* Cirurgião torácico e chefe do Setor de Transplantes da Santa Casa de Misericórdia, J. J. Camargo sabe que a velhice não se limita ao tempo vivido
Considerando-se a diversidade de comportamento dos idosos, fica claro que o diagnóstico de velhice não se restringe ao tempo vivido.
Não há dúvida que pensamos em alguém como um velho pela sua atitude, antes que nos interessemos em saber a sua idade.
Se o rótulo de "velho" depende de questões tão subjetivas como atividade mental, interesse pelo meio que o cerca, preservação do humor e outros itens igualmente não mensuráveis, parece adequado que utilizemos estereótipos consagrados:
– William Shakespeare definiu velho como uma pessoa que é 20 anos mais velha do que a gente, e estamos conversados. Cada um terá o velho identificado à sua maneira, sem mais especificações. Não importa se ele recém começa a ficar grisalho ou se já desfruta com naturalidade de estacionamento especial no shopping.
– Ziraldo, cabelos brancos, roupa despojada e deboche no olhar e nos gestos, falando de uma vida que assumiu como bem-sucedida, reconheceu que além das coisas materiais que conquistara, ele estava além da vingança.
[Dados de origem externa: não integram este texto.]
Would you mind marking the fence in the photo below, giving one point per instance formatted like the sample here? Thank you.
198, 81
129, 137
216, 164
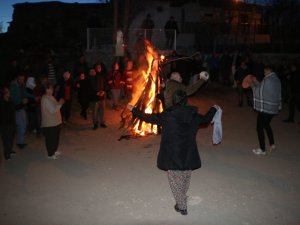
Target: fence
104, 38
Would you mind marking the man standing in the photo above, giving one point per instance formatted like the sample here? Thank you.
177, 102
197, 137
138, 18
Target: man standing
267, 103
19, 98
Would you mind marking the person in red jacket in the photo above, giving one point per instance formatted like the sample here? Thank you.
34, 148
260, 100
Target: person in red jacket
116, 80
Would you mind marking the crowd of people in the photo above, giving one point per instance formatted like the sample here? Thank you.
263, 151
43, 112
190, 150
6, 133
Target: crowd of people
42, 104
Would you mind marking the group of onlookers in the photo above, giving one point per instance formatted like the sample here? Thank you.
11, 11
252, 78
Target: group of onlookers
41, 104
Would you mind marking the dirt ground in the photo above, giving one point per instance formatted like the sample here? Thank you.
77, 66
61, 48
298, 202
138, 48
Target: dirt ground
100, 180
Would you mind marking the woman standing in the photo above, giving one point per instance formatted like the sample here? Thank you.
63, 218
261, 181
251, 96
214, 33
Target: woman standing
51, 121
267, 104
178, 153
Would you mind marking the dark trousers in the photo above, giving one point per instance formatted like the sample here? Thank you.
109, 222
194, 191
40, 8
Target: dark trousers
7, 134
179, 182
52, 138
293, 102
66, 110
84, 105
263, 123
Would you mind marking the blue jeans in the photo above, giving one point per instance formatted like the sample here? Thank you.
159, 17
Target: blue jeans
21, 124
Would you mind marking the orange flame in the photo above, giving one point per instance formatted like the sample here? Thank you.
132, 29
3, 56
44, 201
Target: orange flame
147, 76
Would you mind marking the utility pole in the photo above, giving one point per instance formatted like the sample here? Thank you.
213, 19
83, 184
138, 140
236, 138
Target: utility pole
116, 13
Instado a explicar, reconheceu que passamos a vida tendo vontade de nos vingar de alguém: na infância, da tia que insiste que educado é o priminho, na escola, da professora que não para de elogiar a inteligência do colega almofadinha, no clube, de menina linda que anuncia que o amiguinho afeminado é que sabe dançar, no trabalho, do chefe que não se constrange em promover o rival puxa-saco. E assim vamos domando os ódios até que passam os anos e então, um dia, percebemos que não temos ninguém de quem queiramos nos vingar.
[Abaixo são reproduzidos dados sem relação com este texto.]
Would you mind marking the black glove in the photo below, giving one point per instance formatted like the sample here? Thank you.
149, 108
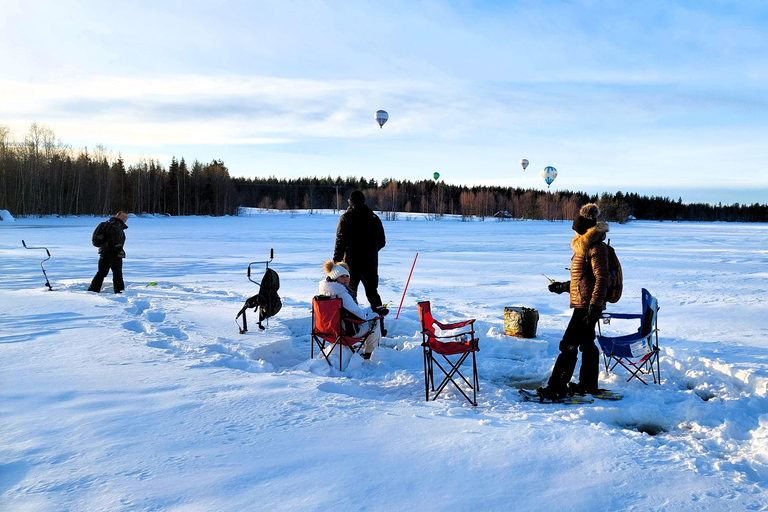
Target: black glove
558, 287
593, 314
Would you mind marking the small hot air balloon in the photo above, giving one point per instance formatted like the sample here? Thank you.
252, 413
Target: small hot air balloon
548, 174
381, 117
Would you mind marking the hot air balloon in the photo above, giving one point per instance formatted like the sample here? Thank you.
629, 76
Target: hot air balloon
548, 174
381, 117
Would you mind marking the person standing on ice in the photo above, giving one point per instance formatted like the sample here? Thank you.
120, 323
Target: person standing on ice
588, 287
111, 254
359, 238
336, 285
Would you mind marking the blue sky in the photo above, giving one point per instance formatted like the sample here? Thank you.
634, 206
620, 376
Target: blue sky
662, 98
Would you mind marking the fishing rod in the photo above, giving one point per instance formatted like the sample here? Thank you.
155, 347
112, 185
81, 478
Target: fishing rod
47, 283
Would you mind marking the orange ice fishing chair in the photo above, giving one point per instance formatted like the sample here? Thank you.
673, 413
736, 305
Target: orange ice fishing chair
328, 327
464, 343
638, 353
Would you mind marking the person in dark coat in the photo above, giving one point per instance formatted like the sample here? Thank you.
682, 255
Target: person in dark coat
359, 238
111, 254
588, 286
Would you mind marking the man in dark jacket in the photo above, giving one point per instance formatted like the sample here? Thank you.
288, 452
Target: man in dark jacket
111, 254
359, 238
588, 286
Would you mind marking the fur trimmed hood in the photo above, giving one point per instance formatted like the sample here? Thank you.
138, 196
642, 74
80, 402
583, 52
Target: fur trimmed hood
581, 243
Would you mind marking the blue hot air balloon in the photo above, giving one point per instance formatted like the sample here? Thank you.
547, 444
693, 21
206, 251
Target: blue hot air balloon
381, 117
548, 174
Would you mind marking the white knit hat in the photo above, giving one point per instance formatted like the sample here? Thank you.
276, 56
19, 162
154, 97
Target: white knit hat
337, 272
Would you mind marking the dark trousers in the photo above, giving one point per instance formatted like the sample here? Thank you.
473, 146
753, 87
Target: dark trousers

Conclusão: envelhecemos. Nessa hora podemos até nos deprimir ao perceber que alguns desafetos mais apressados já morreram, e nem fomos capazes de contribuir para isso!
– Quando Carlos Drummond de Andrade, um antissocial assumido, avesso a qualquer tipo de exposição pública, completou 75 anos, viveu a experiência desagradável de ter sua casa invadida por um bando de repórteres.
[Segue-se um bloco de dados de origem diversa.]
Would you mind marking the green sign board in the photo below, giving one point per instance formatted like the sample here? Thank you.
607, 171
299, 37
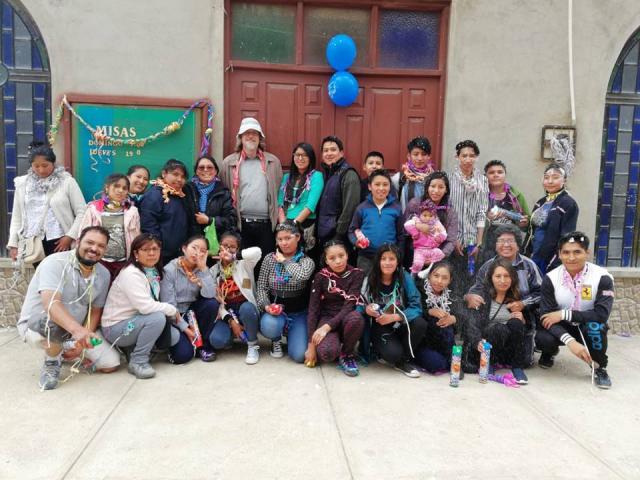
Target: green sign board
92, 162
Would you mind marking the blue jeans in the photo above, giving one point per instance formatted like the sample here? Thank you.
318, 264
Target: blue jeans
248, 315
273, 326
206, 310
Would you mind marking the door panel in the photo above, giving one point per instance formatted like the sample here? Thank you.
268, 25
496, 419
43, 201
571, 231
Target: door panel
290, 107
294, 107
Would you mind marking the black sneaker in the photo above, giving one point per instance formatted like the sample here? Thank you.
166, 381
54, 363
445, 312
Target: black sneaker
545, 361
408, 369
602, 378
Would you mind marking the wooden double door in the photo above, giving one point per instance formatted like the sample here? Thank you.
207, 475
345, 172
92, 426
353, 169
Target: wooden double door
294, 107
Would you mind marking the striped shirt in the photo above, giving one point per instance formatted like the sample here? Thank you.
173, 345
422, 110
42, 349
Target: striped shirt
471, 204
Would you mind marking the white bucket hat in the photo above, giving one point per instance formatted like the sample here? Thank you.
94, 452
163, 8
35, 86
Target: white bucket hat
250, 123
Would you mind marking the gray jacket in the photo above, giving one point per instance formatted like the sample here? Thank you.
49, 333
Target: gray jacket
176, 289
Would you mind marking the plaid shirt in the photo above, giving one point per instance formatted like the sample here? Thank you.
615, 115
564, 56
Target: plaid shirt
268, 290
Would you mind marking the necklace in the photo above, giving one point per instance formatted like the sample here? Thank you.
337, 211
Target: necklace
434, 300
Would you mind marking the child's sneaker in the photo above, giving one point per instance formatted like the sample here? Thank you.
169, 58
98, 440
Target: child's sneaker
253, 355
50, 374
348, 365
520, 376
276, 349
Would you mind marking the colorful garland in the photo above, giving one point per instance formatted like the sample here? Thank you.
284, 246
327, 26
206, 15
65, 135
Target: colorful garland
102, 138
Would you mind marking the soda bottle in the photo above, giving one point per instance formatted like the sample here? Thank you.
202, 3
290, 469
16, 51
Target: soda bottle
485, 358
471, 260
456, 363
193, 323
Quando perguntado como se sentia naquela idade ele respondeu, furioso: "Como um velho!". Pressionado com a pergunta: "E como é que a gente sabe que está velho?", ele completou: "Quando não temos mais vagas para amigos novos!".
– Afonso Tarantino, com seus 97 anos de lucidez irreverente, reconhece seus contemporâneos pelo prazer com que se reúnem para comentar o tamanho do prejuízo que têm causado aos planos de saúde. Segundo ele, mais prazer nessa vingança, mais velhice.
Esses modelos de velhos são reconhecidos e eloquentes, mas certamente estão à espera de outros. Se a vida já lhe deu rodagem para acrescentar algum, fique à vontade.
Se não, aguarde a sua vez. E torça para se tornar uma autoridade no assunto.